Let me tell you about my brain.
Imagine thinking about all the things you have to do one day at work. While you are thinking about those things, a constant song plays in your head. While this song is only in your head, if you sing a line wrong, you must start over again, until you get the line perfect. All this occurs while you also worry about an embarrassing interaction you had with a teacher 20 years ago.
Or here’s something about my brain that happens occasionally between me and my wife. I am sitting on the couch watching a movie with her, and I zone out. Twenty minutes go by, and I realize I am staring at my fingernail, dwelling on the lines and complexities of my nail. I am thinking about a negative scenario that has not happened, and will probably never happen. Yet this consumes me so much I completely zone out the movie and the fact that my wife has been trying to get my attention for the last thirty seconds.

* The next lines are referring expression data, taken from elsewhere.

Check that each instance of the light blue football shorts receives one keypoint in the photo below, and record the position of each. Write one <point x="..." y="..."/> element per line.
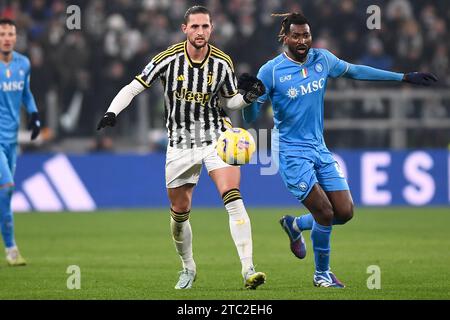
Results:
<point x="8" y="158"/>
<point x="301" y="169"/>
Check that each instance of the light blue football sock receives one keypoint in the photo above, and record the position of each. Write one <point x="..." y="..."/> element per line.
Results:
<point x="305" y="222"/>
<point x="6" y="217"/>
<point x="320" y="236"/>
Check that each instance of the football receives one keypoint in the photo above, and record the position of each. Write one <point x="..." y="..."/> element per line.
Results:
<point x="236" y="146"/>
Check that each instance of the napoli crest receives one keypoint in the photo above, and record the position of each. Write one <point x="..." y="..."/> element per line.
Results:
<point x="318" y="67"/>
<point x="303" y="186"/>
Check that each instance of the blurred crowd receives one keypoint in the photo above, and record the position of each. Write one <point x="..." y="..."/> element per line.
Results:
<point x="87" y="67"/>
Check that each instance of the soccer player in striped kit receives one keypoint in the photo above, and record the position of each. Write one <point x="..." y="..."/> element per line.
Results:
<point x="198" y="79"/>
<point x="14" y="91"/>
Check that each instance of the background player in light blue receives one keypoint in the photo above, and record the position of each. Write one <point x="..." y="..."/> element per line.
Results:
<point x="295" y="83"/>
<point x="14" y="91"/>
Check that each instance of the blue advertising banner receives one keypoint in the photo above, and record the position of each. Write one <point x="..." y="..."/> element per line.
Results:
<point x="59" y="182"/>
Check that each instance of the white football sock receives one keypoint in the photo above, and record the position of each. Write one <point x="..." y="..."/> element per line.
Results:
<point x="182" y="238"/>
<point x="241" y="232"/>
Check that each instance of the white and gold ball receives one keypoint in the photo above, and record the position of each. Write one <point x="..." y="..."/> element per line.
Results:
<point x="236" y="146"/>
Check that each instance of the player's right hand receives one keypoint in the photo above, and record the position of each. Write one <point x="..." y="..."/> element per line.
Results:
<point x="251" y="86"/>
<point x="108" y="120"/>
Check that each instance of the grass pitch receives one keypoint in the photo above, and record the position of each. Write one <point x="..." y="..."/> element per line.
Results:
<point x="130" y="255"/>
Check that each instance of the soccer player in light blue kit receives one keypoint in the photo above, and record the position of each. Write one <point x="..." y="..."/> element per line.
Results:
<point x="14" y="91"/>
<point x="295" y="83"/>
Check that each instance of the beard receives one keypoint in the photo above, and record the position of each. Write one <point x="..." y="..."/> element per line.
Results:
<point x="301" y="57"/>
<point x="196" y="46"/>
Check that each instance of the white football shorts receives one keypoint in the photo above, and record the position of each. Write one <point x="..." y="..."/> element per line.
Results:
<point x="183" y="166"/>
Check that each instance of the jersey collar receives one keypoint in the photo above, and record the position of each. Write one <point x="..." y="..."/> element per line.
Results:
<point x="296" y="62"/>
<point x="193" y="64"/>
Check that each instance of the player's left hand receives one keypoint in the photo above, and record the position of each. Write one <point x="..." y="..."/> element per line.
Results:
<point x="34" y="124"/>
<point x="108" y="120"/>
<point x="421" y="78"/>
<point x="251" y="86"/>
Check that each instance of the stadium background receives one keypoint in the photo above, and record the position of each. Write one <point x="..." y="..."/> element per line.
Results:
<point x="392" y="138"/>
<point x="76" y="73"/>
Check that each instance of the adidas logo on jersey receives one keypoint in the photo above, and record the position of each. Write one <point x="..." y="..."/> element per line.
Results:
<point x="191" y="96"/>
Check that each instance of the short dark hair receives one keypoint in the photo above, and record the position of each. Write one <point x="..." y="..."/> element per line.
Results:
<point x="195" y="10"/>
<point x="7" y="21"/>
<point x="289" y="19"/>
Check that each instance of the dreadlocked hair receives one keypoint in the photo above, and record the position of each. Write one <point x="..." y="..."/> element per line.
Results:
<point x="289" y="18"/>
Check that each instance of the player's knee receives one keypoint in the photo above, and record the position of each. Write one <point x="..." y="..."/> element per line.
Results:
<point x="183" y="206"/>
<point x="6" y="190"/>
<point x="179" y="216"/>
<point x="344" y="213"/>
<point x="231" y="195"/>
<point x="325" y="214"/>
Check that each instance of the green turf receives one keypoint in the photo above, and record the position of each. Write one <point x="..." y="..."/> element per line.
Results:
<point x="130" y="255"/>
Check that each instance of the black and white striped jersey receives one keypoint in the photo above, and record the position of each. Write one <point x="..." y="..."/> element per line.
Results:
<point x="191" y="93"/>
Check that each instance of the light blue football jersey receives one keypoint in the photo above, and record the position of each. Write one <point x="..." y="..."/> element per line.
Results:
<point x="297" y="94"/>
<point x="14" y="92"/>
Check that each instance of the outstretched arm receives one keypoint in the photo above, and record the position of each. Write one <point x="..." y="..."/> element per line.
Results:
<point x="361" y="72"/>
<point x="120" y="102"/>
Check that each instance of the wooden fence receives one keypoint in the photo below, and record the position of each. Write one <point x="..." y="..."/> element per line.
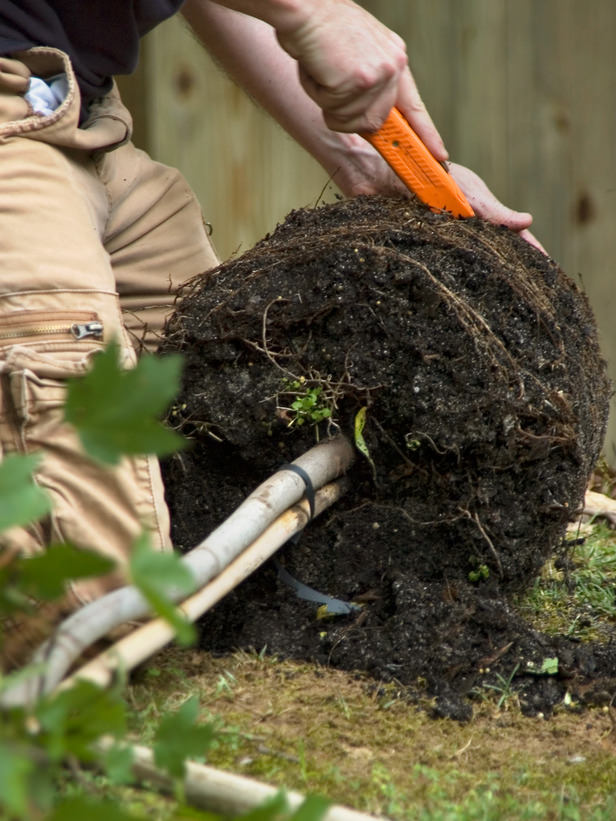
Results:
<point x="523" y="91"/>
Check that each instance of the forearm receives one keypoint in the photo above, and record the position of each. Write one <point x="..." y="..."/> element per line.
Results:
<point x="269" y="75"/>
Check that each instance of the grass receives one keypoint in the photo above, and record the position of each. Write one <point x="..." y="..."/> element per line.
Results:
<point x="368" y="746"/>
<point x="576" y="592"/>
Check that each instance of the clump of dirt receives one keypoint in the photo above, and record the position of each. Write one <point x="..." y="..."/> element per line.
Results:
<point x="475" y="361"/>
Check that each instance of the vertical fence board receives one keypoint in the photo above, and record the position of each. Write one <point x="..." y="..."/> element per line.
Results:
<point x="523" y="91"/>
<point x="247" y="173"/>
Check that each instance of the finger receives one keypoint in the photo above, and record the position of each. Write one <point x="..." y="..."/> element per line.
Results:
<point x="412" y="106"/>
<point x="352" y="109"/>
<point x="532" y="240"/>
<point x="13" y="107"/>
<point x="14" y="76"/>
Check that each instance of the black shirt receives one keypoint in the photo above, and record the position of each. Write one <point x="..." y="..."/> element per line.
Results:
<point x="100" y="36"/>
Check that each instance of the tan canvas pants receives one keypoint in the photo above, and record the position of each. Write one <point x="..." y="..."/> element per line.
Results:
<point x="91" y="230"/>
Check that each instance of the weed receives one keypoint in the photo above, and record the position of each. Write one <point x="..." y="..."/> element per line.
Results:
<point x="503" y="687"/>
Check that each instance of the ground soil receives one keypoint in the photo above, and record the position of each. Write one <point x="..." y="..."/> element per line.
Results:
<point x="477" y="362"/>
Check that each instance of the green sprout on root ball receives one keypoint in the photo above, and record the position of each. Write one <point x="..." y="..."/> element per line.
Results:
<point x="482" y="572"/>
<point x="308" y="404"/>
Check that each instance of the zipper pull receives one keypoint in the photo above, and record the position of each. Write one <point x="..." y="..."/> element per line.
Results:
<point x="80" y="330"/>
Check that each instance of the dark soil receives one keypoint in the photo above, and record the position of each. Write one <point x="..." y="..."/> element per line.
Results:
<point x="476" y="358"/>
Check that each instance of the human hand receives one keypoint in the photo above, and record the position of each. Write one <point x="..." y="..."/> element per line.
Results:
<point x="14" y="82"/>
<point x="354" y="68"/>
<point x="487" y="206"/>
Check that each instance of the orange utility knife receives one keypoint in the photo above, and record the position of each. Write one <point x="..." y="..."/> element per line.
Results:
<point x="406" y="154"/>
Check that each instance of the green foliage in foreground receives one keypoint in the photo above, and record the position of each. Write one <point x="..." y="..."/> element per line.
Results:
<point x="115" y="412"/>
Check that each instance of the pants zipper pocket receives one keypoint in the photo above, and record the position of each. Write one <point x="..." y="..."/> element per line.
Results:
<point x="28" y="325"/>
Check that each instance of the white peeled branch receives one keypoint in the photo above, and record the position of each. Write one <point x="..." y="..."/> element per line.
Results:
<point x="144" y="641"/>
<point x="323" y="463"/>
<point x="222" y="792"/>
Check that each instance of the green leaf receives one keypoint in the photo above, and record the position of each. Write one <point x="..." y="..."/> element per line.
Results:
<point x="45" y="576"/>
<point x="313" y="808"/>
<point x="360" y="442"/>
<point x="118" y="763"/>
<point x="179" y="737"/>
<point x="154" y="574"/>
<point x="116" y="411"/>
<point x="549" y="666"/>
<point x="74" y="718"/>
<point x="21" y="501"/>
<point x="15" y="771"/>
<point x="85" y="809"/>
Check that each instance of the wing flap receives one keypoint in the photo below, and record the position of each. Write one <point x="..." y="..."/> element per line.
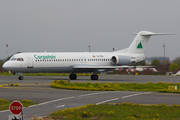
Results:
<point x="108" y="67"/>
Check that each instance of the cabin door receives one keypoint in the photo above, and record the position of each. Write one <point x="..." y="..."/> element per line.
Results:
<point x="30" y="61"/>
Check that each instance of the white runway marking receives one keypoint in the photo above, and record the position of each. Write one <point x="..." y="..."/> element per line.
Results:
<point x="4" y="111"/>
<point x="60" y="106"/>
<point x="135" y="95"/>
<point x="107" y="101"/>
<point x="52" y="101"/>
<point x="92" y="94"/>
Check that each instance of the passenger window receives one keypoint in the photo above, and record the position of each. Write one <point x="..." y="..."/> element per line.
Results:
<point x="20" y="59"/>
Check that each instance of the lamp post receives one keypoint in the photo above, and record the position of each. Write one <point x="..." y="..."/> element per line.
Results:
<point x="89" y="48"/>
<point x="164" y="55"/>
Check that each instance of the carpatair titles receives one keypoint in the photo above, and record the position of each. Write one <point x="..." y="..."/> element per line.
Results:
<point x="139" y="46"/>
<point x="45" y="56"/>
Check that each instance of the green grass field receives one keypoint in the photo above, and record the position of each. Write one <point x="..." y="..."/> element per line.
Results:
<point x="149" y="86"/>
<point x="124" y="111"/>
<point x="4" y="104"/>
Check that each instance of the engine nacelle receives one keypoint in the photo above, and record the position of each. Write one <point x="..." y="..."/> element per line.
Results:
<point x="121" y="60"/>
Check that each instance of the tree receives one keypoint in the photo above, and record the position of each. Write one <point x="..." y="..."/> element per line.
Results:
<point x="142" y="63"/>
<point x="1" y="63"/>
<point x="177" y="59"/>
<point x="155" y="62"/>
<point x="174" y="66"/>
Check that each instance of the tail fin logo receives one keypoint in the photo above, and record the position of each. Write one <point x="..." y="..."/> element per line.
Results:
<point x="139" y="44"/>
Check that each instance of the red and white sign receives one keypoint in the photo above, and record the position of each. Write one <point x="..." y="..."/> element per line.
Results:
<point x="15" y="107"/>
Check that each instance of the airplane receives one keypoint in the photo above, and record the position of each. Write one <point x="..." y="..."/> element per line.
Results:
<point x="80" y="62"/>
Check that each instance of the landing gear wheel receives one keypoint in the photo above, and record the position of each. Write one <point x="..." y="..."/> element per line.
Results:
<point x="72" y="76"/>
<point x="94" y="77"/>
<point x="20" y="77"/>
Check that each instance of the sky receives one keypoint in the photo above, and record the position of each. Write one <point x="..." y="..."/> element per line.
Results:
<point x="73" y="25"/>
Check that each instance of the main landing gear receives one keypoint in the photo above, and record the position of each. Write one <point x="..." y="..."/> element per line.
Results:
<point x="72" y="76"/>
<point x="94" y="77"/>
<point x="20" y="77"/>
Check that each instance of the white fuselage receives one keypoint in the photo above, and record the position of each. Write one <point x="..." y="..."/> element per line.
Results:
<point x="65" y="61"/>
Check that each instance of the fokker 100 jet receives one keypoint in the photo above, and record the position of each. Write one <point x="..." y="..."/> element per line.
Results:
<point x="80" y="62"/>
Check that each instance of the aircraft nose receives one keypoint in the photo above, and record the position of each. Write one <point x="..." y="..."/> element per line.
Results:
<point x="5" y="66"/>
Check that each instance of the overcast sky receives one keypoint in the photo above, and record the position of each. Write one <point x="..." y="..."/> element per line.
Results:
<point x="72" y="25"/>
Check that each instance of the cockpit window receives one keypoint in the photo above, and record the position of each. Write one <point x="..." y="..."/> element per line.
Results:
<point x="17" y="59"/>
<point x="20" y="59"/>
<point x="13" y="59"/>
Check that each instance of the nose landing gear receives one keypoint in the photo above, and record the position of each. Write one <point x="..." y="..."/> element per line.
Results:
<point x="20" y="77"/>
<point x="94" y="77"/>
<point x="73" y="76"/>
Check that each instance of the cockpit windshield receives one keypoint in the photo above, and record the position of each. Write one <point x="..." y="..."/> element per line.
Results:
<point x="16" y="59"/>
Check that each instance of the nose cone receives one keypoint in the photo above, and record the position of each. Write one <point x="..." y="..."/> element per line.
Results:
<point x="5" y="66"/>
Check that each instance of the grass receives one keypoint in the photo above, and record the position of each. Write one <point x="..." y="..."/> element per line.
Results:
<point x="123" y="111"/>
<point x="4" y="104"/>
<point x="47" y="74"/>
<point x="149" y="86"/>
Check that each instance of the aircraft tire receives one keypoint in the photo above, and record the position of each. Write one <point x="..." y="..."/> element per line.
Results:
<point x="20" y="77"/>
<point x="73" y="76"/>
<point x="94" y="77"/>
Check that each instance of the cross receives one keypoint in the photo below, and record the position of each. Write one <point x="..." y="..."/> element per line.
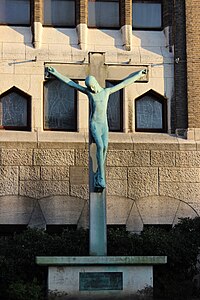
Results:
<point x="98" y="136"/>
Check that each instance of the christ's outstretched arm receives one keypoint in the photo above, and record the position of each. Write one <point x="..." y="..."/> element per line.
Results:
<point x="128" y="80"/>
<point x="67" y="80"/>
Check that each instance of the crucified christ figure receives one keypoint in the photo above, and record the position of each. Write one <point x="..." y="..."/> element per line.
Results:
<point x="98" y="99"/>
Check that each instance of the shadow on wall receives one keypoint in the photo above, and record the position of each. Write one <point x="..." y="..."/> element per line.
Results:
<point x="66" y="210"/>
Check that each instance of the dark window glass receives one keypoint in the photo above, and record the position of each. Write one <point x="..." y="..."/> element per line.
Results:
<point x="8" y="230"/>
<point x="147" y="15"/>
<point x="115" y="109"/>
<point x="103" y="14"/>
<point x="59" y="106"/>
<point x="59" y="13"/>
<point x="15" y="12"/>
<point x="14" y="110"/>
<point x="163" y="227"/>
<point x="150" y="113"/>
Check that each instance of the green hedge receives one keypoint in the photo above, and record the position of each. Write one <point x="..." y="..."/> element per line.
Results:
<point x="21" y="278"/>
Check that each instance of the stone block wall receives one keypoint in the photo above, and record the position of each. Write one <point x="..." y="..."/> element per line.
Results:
<point x="152" y="182"/>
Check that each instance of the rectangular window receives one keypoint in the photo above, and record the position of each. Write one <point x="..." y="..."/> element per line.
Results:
<point x="115" y="109"/>
<point x="60" y="110"/>
<point x="147" y="15"/>
<point x="103" y="14"/>
<point x="59" y="13"/>
<point x="15" y="12"/>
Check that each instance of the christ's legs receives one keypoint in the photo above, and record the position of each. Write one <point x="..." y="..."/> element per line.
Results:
<point x="96" y="132"/>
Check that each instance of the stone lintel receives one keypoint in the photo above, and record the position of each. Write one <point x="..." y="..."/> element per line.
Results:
<point x="100" y="260"/>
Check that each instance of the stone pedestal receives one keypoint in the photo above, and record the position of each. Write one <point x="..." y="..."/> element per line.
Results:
<point x="100" y="277"/>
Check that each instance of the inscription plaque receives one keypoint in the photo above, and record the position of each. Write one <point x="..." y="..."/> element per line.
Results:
<point x="96" y="281"/>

My name is Drew and I was diagnosed with obsessive compulsive disorder (OCD) when I was ten years old. When I was going through my teenage years, my OCD looked a lot different than it does now. I had intrusive, dark thoughts I could not control—thoughts that scared me and made me question my sanity. To relieve these thoughts, I used compulsions to make me feel better.
If you have read anything about OCD, I was a classic handwasher. I lived with a lot of shame and guilt, and my young brain associated hand washing with the perfect way to get rid of guilt and shame. I washed my hands hundreds of times a day, with scalding hot water and soap. There was no algorithm for when it was enough. I washed them until my brain told me “Yup, you’re good.” This could be once, or it could be forty minutes later. My hands were dry, cracked and bleeding most of the time. I also picked at my nails whenever I was anxious, and I was always anxious.
The hand washing was bad enough, but I was also a “checker.” To me, the doors were never locked. I had to check to make sure they were. Even if I had just checked them, my mind questioned, “But what if you didn’t?”
I had obsessive thoughts all the time, and it felt as if my brain was so crowded, one false step, one miscalculated action, would cause everything to fall apart.
Weirdly, this became a superpower of mine. I was always aware of others, how they perceived me and those around them. I was hyper-vigilant—alert and aware of everything going on around me. It was exhausting, but I almost always knew what was going on or what was expected of me in any situation.
I had, and still have, very supportive parents who were aware early on that something was going on in my brain, and I needed help. I saw a psychiatrist, had several sessions of counseling, and was on medication for awhile. My mind became very tough, and because of my personality, I was able to develop crazy, rigid boundaries and mechanisms in my brain that protected me from my OCD. I spent years working on myself, and by the time I was nineteen, I was in a very good space and had things well under control.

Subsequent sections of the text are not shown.